First, we agree with Schindler that the relevant FOIA responses, which indicated *17 that VETS-100 reports for certain years were not found, disclosed “allegations or transactions” within the meaning of the public disclosure bar. The Supreme Court has noted the expansiveness of this statutory phrase, in that “Congress covered not only the disclosure of ‘allegations’ but also ‘transactions,’ a term that courts have recognized as having a broad meaning.” Kirk III, 131 S.Ct. at 1891. While this court has not previously had occasion to expound on the meaning of the word “transaction[ ]” in this context, decisions from our sister circuits have construed the term to refer to the public exposure of all critical or material elements of the allegedly fraudulent transaction. See Kirk II, 601 F.3d at 103 (citing cases).

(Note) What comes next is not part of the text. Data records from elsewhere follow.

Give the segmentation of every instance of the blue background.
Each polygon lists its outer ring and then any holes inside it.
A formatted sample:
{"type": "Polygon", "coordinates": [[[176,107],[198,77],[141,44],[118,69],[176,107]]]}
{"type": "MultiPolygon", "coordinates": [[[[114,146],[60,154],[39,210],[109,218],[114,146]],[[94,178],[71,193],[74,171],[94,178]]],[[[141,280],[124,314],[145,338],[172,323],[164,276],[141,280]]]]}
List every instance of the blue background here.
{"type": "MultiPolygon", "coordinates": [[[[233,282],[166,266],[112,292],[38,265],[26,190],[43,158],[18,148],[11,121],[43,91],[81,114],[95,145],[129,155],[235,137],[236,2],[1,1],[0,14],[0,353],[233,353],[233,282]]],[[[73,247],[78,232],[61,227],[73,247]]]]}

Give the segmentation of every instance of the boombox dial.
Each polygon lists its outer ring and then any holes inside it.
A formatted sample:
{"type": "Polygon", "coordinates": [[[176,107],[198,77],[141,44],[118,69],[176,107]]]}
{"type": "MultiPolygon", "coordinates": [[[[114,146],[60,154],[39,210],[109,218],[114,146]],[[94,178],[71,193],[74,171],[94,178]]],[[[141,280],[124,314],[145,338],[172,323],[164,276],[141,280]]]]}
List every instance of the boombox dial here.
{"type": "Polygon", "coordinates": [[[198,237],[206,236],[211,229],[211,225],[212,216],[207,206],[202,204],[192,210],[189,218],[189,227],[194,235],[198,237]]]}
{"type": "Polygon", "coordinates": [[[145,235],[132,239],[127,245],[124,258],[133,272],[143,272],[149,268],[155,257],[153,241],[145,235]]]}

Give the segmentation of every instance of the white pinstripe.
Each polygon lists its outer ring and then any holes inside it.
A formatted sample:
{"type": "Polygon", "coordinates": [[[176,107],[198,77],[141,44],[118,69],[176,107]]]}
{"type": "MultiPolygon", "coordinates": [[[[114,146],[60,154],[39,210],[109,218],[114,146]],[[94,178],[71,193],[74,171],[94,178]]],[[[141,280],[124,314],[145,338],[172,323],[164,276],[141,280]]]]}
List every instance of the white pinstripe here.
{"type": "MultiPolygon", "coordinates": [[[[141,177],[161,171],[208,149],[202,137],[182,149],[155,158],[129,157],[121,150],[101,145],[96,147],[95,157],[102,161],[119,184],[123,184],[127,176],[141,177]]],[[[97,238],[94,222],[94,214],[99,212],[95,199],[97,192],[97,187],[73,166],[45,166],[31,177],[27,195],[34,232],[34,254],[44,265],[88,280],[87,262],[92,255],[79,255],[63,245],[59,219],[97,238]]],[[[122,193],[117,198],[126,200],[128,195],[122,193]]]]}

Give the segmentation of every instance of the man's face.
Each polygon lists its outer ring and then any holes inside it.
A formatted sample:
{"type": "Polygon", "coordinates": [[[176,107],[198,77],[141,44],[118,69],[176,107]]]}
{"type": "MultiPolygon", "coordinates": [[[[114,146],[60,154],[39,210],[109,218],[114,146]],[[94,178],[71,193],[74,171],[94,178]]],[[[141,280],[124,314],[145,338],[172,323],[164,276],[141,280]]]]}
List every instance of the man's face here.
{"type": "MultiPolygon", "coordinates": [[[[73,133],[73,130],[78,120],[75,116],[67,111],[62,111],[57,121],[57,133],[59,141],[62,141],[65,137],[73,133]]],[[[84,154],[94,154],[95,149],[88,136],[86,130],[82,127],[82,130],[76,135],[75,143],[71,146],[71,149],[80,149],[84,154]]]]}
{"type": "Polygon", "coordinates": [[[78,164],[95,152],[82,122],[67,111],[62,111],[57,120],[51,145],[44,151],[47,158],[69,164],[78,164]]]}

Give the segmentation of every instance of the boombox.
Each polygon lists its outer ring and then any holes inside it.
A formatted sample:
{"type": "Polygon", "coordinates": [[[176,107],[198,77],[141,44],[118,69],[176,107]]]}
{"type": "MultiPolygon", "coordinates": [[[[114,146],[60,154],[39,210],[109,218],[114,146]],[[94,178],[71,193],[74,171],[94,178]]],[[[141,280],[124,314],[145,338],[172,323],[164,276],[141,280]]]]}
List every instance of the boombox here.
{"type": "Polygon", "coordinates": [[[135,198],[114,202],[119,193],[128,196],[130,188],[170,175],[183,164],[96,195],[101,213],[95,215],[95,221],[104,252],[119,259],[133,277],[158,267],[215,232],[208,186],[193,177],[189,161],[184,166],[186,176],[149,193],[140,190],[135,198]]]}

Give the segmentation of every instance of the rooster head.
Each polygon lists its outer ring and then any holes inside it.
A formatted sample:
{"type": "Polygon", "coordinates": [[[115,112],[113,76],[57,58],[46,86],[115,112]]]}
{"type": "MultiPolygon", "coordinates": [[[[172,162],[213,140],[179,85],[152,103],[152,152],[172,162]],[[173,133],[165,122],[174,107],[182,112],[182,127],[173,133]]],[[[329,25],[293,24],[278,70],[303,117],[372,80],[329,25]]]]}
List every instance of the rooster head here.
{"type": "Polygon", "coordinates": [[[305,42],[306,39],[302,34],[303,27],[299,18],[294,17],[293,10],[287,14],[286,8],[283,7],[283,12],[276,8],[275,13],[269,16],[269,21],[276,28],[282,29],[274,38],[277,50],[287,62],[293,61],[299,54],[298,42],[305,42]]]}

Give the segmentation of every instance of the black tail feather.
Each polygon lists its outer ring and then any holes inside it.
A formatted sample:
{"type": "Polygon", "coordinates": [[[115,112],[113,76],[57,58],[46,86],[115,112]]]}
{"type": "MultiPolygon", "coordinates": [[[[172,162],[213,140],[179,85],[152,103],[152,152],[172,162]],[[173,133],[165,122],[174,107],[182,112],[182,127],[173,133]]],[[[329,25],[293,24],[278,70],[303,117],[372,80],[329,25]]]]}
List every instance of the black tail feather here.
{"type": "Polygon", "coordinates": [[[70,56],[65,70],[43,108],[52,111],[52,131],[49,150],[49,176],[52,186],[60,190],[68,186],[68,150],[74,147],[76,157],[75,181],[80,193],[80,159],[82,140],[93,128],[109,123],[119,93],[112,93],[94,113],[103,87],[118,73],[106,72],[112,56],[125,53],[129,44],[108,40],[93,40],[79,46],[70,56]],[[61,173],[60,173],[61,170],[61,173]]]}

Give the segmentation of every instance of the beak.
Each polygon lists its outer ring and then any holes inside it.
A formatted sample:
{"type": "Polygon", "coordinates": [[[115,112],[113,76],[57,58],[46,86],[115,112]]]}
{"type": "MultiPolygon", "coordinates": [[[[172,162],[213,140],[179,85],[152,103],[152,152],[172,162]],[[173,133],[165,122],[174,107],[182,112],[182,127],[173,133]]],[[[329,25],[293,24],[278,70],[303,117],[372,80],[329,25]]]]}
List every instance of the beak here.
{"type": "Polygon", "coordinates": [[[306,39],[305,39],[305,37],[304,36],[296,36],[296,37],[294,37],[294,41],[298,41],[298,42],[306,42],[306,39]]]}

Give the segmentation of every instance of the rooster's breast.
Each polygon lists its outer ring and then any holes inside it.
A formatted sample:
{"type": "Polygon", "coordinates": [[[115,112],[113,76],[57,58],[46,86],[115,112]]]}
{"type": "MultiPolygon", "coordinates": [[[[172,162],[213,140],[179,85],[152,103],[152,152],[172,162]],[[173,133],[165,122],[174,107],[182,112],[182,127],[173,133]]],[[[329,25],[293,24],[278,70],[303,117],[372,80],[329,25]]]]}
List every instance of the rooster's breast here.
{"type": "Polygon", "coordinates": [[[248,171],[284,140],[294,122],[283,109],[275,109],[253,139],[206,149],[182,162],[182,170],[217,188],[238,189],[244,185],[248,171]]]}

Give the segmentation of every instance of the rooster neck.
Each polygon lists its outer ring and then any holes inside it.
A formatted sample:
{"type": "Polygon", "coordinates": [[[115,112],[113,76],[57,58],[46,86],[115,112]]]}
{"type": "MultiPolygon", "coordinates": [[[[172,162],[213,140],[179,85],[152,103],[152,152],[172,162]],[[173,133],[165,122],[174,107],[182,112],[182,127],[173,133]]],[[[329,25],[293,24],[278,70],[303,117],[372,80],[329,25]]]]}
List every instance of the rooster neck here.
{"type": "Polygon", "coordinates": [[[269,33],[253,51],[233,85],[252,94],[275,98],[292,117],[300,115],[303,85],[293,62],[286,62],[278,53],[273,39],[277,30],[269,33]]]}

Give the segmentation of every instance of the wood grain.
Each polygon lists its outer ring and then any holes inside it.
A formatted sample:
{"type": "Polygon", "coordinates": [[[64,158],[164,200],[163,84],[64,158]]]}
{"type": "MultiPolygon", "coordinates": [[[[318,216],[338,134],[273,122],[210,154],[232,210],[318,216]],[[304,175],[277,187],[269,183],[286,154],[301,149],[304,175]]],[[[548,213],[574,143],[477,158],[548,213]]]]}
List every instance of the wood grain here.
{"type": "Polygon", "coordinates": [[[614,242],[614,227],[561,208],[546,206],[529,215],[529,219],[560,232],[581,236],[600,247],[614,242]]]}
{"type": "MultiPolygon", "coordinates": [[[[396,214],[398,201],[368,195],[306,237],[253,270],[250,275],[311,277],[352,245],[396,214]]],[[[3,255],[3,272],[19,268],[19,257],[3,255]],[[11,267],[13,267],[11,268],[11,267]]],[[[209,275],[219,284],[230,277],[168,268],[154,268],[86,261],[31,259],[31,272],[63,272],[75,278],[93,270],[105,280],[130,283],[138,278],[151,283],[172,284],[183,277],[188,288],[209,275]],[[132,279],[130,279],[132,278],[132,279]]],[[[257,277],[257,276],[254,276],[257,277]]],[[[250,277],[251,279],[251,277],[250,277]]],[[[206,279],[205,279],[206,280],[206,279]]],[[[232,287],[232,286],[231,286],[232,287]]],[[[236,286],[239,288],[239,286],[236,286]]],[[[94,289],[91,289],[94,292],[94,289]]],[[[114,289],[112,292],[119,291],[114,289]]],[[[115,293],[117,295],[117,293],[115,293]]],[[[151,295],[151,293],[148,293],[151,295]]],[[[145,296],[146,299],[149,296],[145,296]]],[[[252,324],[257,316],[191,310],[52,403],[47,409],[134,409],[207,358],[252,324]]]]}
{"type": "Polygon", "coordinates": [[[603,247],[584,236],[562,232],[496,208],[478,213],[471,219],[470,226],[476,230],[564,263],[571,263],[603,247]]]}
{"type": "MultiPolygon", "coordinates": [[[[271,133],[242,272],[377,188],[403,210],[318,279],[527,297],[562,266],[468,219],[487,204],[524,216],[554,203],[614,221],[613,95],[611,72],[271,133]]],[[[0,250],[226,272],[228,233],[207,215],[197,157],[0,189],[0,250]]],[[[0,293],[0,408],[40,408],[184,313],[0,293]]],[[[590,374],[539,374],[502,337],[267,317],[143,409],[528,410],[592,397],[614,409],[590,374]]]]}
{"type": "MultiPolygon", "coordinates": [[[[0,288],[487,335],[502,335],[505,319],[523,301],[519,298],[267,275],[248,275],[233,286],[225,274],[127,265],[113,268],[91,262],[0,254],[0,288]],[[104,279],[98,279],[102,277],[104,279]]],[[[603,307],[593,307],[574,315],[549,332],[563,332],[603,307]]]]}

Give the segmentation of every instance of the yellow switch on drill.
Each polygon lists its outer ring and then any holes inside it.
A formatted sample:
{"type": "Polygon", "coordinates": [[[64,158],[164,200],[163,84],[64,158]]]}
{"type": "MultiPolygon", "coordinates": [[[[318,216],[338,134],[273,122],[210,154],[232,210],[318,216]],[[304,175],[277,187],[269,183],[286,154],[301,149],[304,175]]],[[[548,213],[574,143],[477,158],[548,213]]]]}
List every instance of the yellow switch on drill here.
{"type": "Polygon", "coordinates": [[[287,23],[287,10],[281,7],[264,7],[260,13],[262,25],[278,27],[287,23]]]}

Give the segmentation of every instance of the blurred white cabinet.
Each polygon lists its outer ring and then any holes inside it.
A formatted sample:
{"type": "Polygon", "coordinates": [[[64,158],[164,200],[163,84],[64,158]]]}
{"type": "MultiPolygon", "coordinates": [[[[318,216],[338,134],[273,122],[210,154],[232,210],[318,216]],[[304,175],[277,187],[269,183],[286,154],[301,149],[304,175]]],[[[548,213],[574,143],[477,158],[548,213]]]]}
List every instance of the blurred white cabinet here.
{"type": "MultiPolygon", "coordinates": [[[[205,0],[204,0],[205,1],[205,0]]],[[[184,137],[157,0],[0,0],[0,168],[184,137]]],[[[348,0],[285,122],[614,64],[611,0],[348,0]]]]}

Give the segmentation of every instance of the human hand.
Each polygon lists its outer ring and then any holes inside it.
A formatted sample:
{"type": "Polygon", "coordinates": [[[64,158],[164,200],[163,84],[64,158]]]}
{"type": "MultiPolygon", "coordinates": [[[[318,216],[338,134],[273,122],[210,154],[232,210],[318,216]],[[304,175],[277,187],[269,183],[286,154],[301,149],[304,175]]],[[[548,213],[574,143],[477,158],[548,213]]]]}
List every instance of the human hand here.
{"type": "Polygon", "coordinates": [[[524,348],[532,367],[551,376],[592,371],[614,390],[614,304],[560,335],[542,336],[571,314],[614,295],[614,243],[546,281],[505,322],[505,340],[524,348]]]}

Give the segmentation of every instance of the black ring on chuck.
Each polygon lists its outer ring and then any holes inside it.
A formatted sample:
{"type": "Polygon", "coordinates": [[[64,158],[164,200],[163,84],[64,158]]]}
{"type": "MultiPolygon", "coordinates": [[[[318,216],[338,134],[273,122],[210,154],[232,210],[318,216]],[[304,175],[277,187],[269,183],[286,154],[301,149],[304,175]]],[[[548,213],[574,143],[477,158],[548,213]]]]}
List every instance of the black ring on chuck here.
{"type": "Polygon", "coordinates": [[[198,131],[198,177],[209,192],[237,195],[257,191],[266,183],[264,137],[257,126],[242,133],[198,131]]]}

Here, the FOIA responses, together with other information in the public domain, disclosed all the essential elements of the alleged fraud relating to Schindler’s failure to file certain VETS-100 reports. As the district court put it, the “critical elements” of Kirk’s claim in this regard are that: “(1) Schindler obtained contracts (2) requiring an express certification pursuant to 48 C.F.R. § 52.222-38 that Schindler had filed VETS-100 reports, and (3) Schindler had not actually filed those reports.” Kirk I, 606 F.Supp.2d at 462-63. The first two elements clearly were in the public domain, as demonstrated by (1) Kirk’s ability to obtain a list of Schindler’s contracts from the Department of Veterans Affairs website and (2) the existence of a DOL regulation providing that an offer- or’s submission of a bid certifies compliance with the required filing of the offeror’s most recent VETS-100 report, see 48 C.F.R.